Mr. Peebles “blatantly reneged” on the agreed terms, the June lawsuit filed in Brooklyn Supreme Court Alleges charges, opting not to consult Mr. Hoeg and partnering with Elad Group instead.

The New York City Economic Development Corporation put out a request for proposals in 2012 on the Civic Center buildings, the lawsuit says. The two originally formed a joint venture for 370 Jay Street in Downtown Brooklyn in the spring of 2012, which the venture ended up losing out on. They set their sites on the Civic Center buildings, and were allegedly slated to split the benefits of the properties evenly: The Peebles Corporation would take 75 percent and The Hoeg Corporation 25 percent.

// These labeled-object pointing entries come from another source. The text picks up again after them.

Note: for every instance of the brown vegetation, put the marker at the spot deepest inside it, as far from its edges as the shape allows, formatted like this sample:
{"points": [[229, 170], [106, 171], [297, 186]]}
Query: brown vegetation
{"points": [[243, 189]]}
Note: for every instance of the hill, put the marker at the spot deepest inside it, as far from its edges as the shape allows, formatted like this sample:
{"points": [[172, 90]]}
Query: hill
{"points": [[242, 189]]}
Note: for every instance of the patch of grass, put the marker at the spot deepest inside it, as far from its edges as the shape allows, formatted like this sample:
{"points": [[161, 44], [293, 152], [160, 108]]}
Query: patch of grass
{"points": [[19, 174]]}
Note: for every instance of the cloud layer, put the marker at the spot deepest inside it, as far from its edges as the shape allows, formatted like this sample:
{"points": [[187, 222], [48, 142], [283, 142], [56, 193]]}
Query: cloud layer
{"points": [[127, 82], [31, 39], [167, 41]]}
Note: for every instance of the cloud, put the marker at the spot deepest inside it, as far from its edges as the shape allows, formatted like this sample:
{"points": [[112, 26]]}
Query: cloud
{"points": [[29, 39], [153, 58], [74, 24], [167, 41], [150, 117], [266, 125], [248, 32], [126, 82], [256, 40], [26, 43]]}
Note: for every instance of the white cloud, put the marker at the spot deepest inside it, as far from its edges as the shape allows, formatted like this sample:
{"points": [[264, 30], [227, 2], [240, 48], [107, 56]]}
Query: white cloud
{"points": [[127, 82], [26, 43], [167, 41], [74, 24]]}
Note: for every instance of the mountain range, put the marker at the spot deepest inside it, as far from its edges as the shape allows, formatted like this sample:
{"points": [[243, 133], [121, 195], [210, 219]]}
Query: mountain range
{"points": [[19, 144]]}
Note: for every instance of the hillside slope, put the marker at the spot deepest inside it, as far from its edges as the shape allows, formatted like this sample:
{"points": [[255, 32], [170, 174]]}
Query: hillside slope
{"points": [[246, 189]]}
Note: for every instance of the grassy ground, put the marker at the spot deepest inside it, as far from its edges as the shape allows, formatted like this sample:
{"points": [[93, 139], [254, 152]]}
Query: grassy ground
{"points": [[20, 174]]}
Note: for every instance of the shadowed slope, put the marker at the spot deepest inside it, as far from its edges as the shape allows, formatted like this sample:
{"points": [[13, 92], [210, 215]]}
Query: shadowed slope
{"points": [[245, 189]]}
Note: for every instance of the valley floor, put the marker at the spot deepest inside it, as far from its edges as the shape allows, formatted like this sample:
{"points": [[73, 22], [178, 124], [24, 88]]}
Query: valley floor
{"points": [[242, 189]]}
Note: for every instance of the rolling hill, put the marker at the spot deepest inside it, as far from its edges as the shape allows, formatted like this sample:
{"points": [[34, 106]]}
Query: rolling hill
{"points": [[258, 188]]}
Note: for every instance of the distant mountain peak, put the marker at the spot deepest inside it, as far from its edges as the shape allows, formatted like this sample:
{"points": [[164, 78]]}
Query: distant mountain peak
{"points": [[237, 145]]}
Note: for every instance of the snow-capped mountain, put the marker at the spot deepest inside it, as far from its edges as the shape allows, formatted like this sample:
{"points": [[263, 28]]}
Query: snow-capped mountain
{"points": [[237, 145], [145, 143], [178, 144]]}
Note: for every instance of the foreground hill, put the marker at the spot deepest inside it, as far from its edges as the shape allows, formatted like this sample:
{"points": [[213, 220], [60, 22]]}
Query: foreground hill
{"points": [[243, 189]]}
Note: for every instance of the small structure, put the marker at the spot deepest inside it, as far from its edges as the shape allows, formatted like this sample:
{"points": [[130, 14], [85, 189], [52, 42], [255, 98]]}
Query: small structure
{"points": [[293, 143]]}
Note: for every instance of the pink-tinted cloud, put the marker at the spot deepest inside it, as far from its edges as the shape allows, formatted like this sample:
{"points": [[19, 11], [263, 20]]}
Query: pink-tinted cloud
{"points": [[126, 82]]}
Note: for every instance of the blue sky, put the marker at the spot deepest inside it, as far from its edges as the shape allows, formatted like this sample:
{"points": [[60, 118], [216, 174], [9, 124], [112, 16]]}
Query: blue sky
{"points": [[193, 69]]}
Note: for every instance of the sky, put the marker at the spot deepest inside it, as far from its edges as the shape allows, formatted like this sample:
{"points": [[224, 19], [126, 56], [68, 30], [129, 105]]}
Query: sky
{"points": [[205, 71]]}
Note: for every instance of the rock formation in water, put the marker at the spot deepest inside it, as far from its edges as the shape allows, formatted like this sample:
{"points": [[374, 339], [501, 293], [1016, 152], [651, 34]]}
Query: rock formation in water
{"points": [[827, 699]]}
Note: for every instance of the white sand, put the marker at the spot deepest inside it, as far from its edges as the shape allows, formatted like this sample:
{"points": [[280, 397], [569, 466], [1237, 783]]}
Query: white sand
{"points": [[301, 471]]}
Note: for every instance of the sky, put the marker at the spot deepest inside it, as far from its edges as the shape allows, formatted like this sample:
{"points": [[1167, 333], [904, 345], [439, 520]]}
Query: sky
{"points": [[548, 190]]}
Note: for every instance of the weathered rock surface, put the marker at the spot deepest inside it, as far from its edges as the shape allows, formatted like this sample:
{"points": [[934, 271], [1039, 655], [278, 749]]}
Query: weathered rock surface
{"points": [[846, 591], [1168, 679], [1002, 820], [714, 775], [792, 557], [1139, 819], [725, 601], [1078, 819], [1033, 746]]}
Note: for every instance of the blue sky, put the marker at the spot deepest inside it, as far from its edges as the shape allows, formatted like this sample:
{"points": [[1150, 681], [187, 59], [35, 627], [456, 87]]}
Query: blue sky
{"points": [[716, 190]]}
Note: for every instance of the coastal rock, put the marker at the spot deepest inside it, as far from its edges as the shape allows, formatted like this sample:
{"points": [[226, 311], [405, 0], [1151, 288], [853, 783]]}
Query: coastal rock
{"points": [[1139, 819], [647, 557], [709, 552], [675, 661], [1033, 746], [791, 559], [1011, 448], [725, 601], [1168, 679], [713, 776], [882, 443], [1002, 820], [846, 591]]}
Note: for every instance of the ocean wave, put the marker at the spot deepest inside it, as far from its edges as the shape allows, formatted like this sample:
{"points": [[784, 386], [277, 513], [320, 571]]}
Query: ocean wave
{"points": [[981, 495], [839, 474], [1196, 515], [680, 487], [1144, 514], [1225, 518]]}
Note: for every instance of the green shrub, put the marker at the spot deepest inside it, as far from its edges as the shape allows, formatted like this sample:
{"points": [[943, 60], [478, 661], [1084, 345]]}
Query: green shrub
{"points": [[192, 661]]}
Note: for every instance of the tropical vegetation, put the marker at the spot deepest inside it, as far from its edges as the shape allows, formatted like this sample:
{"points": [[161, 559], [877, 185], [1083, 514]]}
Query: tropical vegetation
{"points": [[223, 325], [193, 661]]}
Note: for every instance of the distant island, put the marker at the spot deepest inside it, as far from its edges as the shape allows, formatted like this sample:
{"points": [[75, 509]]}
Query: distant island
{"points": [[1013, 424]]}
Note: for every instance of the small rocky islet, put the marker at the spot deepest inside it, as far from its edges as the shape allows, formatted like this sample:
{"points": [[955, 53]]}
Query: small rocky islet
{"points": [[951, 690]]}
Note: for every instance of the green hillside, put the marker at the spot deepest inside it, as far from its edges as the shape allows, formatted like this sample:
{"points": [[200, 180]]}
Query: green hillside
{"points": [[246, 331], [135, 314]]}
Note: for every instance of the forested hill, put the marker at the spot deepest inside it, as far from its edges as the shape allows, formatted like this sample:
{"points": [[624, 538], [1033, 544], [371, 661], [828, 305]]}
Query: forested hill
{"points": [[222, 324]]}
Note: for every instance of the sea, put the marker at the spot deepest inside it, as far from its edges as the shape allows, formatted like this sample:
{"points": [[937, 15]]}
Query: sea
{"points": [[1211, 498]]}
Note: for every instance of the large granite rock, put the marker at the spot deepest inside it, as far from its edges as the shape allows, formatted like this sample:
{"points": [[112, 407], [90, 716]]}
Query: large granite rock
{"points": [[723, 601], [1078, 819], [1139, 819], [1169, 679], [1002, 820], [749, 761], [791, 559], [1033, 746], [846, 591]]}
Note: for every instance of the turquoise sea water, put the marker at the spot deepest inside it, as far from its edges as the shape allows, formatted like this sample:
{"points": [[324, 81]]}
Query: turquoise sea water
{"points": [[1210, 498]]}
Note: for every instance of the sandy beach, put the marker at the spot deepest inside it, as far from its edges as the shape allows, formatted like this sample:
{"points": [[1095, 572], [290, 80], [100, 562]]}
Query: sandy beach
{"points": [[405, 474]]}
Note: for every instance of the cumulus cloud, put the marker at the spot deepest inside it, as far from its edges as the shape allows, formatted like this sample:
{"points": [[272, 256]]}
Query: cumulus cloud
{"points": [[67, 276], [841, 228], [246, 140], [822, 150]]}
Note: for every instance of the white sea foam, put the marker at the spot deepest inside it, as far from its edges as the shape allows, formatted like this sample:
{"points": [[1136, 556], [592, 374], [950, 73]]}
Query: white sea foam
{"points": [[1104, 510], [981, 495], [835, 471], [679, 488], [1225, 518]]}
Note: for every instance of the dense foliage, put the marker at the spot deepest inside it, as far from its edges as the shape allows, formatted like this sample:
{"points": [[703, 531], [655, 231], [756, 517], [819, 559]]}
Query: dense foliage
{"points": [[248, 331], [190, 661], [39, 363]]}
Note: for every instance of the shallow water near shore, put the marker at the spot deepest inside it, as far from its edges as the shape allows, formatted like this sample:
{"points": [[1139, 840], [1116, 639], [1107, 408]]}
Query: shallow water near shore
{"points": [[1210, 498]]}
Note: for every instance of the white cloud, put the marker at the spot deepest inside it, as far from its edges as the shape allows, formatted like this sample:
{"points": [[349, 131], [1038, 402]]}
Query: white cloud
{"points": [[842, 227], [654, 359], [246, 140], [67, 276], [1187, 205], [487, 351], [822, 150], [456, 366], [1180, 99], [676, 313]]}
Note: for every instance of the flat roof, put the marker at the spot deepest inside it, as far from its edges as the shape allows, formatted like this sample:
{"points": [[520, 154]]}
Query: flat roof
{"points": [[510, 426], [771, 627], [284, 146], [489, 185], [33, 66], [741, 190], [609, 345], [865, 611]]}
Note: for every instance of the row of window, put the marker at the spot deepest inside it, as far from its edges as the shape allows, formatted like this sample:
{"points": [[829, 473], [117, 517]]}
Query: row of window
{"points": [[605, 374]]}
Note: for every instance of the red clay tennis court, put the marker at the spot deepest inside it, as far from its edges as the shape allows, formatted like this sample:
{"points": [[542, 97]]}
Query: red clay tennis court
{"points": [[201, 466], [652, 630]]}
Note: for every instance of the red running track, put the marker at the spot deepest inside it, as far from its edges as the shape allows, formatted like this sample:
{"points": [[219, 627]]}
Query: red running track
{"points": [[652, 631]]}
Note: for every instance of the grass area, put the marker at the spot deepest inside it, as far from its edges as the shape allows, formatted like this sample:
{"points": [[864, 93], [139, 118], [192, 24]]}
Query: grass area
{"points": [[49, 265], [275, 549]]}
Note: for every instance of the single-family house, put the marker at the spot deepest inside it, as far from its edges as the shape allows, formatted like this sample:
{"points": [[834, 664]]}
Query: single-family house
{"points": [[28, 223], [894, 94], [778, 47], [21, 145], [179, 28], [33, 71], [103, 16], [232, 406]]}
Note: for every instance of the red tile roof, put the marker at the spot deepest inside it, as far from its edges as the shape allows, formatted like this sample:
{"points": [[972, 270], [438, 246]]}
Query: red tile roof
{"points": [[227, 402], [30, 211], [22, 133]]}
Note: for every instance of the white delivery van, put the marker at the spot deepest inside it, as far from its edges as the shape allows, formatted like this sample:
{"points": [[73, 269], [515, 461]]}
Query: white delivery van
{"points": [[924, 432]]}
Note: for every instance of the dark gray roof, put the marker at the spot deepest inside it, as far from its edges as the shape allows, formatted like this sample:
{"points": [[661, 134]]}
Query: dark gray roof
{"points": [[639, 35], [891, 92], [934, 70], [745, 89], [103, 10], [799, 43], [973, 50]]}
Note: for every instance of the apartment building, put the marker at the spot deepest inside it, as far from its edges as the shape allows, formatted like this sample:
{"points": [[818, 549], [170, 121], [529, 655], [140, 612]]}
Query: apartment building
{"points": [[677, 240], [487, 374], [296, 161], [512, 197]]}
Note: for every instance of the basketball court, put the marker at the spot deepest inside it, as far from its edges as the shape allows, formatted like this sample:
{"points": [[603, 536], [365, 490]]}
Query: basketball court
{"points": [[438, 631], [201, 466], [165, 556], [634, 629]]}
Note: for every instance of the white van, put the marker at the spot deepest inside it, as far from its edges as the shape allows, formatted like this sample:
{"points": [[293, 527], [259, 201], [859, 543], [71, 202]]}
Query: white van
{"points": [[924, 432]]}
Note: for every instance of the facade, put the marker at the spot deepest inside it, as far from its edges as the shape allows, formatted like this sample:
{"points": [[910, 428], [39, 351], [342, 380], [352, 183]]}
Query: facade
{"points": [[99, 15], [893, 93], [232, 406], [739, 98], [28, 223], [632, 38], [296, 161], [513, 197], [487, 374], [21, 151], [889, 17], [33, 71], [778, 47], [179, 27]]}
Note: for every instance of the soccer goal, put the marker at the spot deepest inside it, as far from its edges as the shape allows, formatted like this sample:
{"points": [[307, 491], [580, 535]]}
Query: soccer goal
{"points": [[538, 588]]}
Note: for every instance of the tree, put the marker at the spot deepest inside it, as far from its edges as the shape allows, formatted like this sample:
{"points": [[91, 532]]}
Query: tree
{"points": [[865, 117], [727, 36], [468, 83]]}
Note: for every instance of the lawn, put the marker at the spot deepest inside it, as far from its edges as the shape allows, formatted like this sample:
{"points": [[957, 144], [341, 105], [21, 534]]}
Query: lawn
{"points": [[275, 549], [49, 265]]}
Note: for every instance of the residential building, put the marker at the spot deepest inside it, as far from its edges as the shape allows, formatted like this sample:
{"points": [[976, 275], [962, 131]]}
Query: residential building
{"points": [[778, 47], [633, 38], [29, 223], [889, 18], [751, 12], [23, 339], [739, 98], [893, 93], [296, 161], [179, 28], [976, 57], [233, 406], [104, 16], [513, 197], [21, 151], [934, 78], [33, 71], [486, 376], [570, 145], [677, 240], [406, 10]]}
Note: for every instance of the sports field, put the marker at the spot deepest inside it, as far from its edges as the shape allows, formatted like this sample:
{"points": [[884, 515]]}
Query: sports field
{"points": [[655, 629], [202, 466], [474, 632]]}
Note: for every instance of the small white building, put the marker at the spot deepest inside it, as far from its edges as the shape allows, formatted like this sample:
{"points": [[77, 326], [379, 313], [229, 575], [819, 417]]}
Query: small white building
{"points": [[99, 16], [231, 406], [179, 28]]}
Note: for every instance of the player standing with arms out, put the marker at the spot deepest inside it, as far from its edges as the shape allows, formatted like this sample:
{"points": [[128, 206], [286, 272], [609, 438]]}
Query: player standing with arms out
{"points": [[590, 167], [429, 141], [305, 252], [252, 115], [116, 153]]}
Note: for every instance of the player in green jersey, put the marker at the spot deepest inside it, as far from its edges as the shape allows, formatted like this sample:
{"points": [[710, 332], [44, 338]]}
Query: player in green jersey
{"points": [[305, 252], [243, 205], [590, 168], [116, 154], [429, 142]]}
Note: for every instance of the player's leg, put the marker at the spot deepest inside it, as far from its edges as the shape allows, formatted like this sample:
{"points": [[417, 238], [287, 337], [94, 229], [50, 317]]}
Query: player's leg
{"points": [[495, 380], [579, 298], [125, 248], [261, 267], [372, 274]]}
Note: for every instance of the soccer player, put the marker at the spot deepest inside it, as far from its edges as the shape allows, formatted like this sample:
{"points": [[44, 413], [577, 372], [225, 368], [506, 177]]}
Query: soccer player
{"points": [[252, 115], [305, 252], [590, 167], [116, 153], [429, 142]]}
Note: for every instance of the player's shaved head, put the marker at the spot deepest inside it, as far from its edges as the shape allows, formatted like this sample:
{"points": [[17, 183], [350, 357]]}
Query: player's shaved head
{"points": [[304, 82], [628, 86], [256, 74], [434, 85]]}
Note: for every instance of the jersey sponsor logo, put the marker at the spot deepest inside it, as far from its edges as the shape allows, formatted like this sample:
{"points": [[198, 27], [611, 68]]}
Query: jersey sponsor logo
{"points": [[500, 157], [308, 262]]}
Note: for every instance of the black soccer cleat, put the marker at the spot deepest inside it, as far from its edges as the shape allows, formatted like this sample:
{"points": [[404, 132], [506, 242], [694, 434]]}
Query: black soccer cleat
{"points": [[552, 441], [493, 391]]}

Mr. Hoeg claims in the lawsuit that he led the bidding process with the EDC, and shaped how each property would be repurposed. “Among other things, Hoeg Corp. identified the properties, cultivated relationships with key EDC personnel, drafted a detailed proposal and selected and retained architects, attorneys, engineers, contractors, land use and landmark experts,” the lawsuit says. Mr. Hoeg also tried buying the parking lot next to 49-51 Chambers Street for redevelopment as well.

Barry Friedberg, the attorney representing the Peebles Corporation, filed a motion to dismiss the case last month with documents that say Mr. Hoeg was paid as a consultant on the project. He told Commercial Observer that it was preposterous that the company would give that big of a stake to an adviser. “Mr. Hoeg was a low-level consultant,” he wrote in an email to CO. “His company was hired primarily to assist with the preparation of documents provided to the NYC EDC. It is implausible, to say the least, that a major real estate development company like The Peebles Corporation would agree to give a consultant 25 [percent] of a multi-million deal on a handshake.”

Things took a turn when Mr. Peebles in February 2013 decided to buy 346 Broadway for about $160 million without consulting Mr. Hoeg, the suit charges. Two months later he broke the joint venture between the two, according to the lawsuit, and opted to partner with Elad Properties—giving the Israeli investor a majority stake in the property—which was in the works to become a combination of condominiums and a boutique hotel. Mr. Peebles retained a 35 percent stake in the building, which the lawsuit estimates will net his company a $130 million to $170 million profit.

Things only got worse for Mr. Hoeg, he claims in the lawsuit, when he found out a deal to buy 49-51 Chambers Street fell through, leaving him “dismayed.”

The original lawsuit includes a letter as an exhibit from the Peebles Corporation to then-EDC President Seth Pinksy that says the two were partners in the joint venture.

In the motion to dismiss, Mr. Friedberg argued that a joint venture between the two was never formed in writing. “His company was a consultant paid a monthly amount to assist as directed,” Mr. Friedberg told CO. “At best, the assertions are allegations only, and those allegations are contradicted by the documents attached to the motion to dismiss.”

It’s not the first time that players in this deal have cried scandal at Mr. Peebles. His former head of development, Daniel Newhouse, sued the company in January, claiming Mr. Peebles promised him a 5 percent stake in the building, as The Real Deal previously reported. When Mr. Peebles sold the controlling stake to Elad, however, Mr. Newhouse claimed he never received his promised take. That case was tossed out in June, but the former executive tried to appeal the judge’s decision, TRD reported. The appeal was withdrawn and the case was settled, according to Mr. Friedberg.

Kyle C. Bisceglie, Mr. Hoeg’s attorney, did not immediately return a call for comment.

Update: This story was updated to accurately reflect the amount of damages sought, as well as a comment for the Peebles Corporation’s attorney.